Herkesten özür dilerim, Turquality amacına ulaştı! - Suat Taşpınar

'İnsan beşer, beşer şaşar' demişler. Ama hatayı kabul etmek ve özür dilemek hiç değilse 'hafifletici sebep'. Ben de vicdan azabından kurtulmak için bugün bir itirafı yazacağım: İki yıldır "Türkiye'nin havaya uçurulan birkaç milyon doları" diye hep eleştirdiğim, iyi niyetli bir proje bile olsa, uygulaması tümüyle israf ve şahsi imaj parlatma operasyonuna döndüğü zannıyla, sebep olanların sık sık kulaklarını çınlattığım 'Turquality' kampanyasına dair günah çıkaracağım. Dünyayı bilmem ama bu proje Rusya'da amacına ulaşmıştır. Sebebini anlatacağım:
"Belirli standartları yakalamış Türk markalarının uluslararası pazarlarda kalite imajını güçlendirmek ve bilinirliğini artırmak." Projenin hem isim, hem de fikir babası olan Bakan Tüzmen, 16 Aralık 2004'te 'başlama vuruşunu' Moskova'daki fiyakalı bir kokteylle yaparken, amacı böyle açıklamıştı. Ancak projenin uygulamasının aceleye getirildiği her halinden belliydi.

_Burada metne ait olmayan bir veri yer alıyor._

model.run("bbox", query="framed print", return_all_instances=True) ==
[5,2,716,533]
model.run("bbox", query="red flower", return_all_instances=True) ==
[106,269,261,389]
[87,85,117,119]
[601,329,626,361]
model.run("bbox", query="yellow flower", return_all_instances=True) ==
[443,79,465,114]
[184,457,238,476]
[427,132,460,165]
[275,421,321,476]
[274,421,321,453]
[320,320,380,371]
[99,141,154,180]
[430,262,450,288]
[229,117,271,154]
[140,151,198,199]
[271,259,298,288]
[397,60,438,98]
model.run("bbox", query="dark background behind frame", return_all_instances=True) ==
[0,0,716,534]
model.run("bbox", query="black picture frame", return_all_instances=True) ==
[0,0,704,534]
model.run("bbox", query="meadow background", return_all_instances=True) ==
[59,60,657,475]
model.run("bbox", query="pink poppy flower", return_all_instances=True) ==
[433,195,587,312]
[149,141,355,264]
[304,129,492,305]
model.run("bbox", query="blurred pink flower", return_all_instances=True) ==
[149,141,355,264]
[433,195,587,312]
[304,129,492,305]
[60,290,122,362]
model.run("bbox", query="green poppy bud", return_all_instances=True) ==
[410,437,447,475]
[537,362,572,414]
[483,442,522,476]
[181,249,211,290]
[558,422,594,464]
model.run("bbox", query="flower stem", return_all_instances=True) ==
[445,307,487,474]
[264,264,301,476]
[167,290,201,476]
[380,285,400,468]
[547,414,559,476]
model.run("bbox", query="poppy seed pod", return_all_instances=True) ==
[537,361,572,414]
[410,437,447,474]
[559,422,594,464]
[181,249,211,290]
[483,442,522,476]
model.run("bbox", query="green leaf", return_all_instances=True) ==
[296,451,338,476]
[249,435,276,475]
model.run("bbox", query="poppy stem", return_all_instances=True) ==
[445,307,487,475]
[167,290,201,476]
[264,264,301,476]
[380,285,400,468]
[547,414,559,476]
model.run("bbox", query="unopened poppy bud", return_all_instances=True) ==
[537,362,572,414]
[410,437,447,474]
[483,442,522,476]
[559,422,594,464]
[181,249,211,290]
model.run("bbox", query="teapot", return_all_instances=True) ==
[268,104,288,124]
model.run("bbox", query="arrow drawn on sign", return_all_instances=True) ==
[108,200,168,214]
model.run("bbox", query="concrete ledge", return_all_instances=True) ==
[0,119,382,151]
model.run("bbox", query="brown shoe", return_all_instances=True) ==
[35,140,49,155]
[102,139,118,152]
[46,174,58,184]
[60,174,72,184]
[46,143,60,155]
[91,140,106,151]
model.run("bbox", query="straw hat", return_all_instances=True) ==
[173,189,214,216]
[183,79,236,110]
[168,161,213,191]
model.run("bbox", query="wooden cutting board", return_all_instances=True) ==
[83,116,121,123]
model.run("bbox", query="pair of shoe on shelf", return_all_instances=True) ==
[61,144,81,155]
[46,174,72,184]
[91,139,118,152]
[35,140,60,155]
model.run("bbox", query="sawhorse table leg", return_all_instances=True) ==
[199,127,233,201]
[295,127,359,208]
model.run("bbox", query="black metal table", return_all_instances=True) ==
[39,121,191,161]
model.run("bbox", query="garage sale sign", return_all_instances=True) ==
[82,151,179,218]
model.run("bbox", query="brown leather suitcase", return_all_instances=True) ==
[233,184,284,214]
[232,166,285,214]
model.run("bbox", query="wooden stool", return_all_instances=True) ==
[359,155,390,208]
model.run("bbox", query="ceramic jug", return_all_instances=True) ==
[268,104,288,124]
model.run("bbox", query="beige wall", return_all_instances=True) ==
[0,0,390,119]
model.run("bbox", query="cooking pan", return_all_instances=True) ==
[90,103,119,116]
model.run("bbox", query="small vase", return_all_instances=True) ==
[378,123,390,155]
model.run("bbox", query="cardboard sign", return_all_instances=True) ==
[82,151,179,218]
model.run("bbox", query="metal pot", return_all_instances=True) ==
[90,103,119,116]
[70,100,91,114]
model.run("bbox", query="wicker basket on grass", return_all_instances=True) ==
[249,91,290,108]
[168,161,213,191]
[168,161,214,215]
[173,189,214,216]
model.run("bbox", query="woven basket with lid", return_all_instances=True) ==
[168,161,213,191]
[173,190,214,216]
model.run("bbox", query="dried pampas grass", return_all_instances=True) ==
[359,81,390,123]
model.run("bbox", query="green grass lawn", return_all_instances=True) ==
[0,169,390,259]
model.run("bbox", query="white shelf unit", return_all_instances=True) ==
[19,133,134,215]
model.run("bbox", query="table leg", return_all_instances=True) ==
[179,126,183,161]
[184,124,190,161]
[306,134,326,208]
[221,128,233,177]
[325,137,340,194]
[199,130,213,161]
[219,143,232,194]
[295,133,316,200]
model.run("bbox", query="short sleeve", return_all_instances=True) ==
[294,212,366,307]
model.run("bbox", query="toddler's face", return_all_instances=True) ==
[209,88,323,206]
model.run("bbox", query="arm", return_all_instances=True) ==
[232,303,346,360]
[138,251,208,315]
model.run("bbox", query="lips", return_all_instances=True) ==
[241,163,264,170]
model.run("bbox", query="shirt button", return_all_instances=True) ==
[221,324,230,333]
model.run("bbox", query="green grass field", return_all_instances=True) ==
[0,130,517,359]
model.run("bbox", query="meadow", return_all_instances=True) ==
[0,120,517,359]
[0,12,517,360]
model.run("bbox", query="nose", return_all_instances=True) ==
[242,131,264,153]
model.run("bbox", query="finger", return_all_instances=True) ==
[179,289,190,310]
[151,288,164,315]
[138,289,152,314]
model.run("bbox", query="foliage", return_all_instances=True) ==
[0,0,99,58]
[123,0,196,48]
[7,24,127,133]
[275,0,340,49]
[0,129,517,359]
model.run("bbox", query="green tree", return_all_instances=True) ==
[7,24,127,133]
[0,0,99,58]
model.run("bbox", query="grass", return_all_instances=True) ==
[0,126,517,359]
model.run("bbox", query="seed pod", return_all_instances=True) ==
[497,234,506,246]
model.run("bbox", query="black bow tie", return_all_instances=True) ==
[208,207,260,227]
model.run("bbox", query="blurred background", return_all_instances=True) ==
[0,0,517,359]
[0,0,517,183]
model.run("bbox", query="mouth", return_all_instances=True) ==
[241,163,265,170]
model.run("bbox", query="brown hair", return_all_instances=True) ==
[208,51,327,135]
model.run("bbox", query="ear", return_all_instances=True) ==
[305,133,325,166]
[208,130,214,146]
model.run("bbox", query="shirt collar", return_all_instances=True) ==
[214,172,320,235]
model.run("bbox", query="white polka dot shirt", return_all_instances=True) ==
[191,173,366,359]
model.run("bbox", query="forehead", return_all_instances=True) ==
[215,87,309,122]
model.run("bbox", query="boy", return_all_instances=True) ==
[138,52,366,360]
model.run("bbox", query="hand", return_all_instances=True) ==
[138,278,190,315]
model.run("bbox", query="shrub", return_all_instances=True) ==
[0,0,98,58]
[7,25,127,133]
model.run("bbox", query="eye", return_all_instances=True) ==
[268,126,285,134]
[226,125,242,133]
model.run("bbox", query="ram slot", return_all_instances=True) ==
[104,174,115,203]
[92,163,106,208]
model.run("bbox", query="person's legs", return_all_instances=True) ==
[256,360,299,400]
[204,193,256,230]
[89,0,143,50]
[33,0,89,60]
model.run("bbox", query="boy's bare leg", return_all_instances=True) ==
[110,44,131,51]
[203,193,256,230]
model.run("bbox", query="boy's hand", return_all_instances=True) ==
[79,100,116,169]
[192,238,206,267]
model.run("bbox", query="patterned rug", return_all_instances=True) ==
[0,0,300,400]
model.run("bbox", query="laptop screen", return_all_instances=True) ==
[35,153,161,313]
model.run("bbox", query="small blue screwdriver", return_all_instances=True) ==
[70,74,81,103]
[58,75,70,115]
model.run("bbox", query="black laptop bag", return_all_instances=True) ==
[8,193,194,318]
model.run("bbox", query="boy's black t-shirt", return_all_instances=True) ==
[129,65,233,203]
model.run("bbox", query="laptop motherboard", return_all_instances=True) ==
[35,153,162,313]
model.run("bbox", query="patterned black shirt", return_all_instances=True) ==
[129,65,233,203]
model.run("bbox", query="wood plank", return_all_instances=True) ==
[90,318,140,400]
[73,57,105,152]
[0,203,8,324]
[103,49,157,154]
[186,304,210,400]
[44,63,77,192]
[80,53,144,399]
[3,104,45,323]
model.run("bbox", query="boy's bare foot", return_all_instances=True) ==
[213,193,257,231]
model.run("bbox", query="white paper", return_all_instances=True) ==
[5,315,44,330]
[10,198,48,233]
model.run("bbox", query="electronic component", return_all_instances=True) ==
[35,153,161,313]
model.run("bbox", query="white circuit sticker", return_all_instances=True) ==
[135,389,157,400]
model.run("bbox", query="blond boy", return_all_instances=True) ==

Radikal'de 'Türk'e Türk Turqality'si' başlığıyla 'o geceyi' yazmıştım: "Maksat, Türkiye'yi tüm dünyada 'marka' yapacak 'Turquality' imaj kampanyasını başlatmaktı. Hesapta Rusya'nın en önemli medya mensupları, PR'cıları, tekstil ve deri sektörünün devleri, velhasılı '400 en mühim Rus' davetliydi. En gösterişli salon kiralanmış, en pahalı yemekler ayarlanmış, en gözde şarkıcı (Sertab Erener) getirilmiş, en büyük bütçe ayrılmıştı. Sonuç ne mi oldu? Rusların parmakla sayıldığı, salonu Türklerin doldurduğu bir gecede kendimiz çaldık, kendimiz oynadık. Yine Türk'e Türk propagandası yaptık." Eleştiriye pek tahammülümüz olmadığı, o yazıdan sonra bir kez daha teyit oldu, o ayrı bir hikâye...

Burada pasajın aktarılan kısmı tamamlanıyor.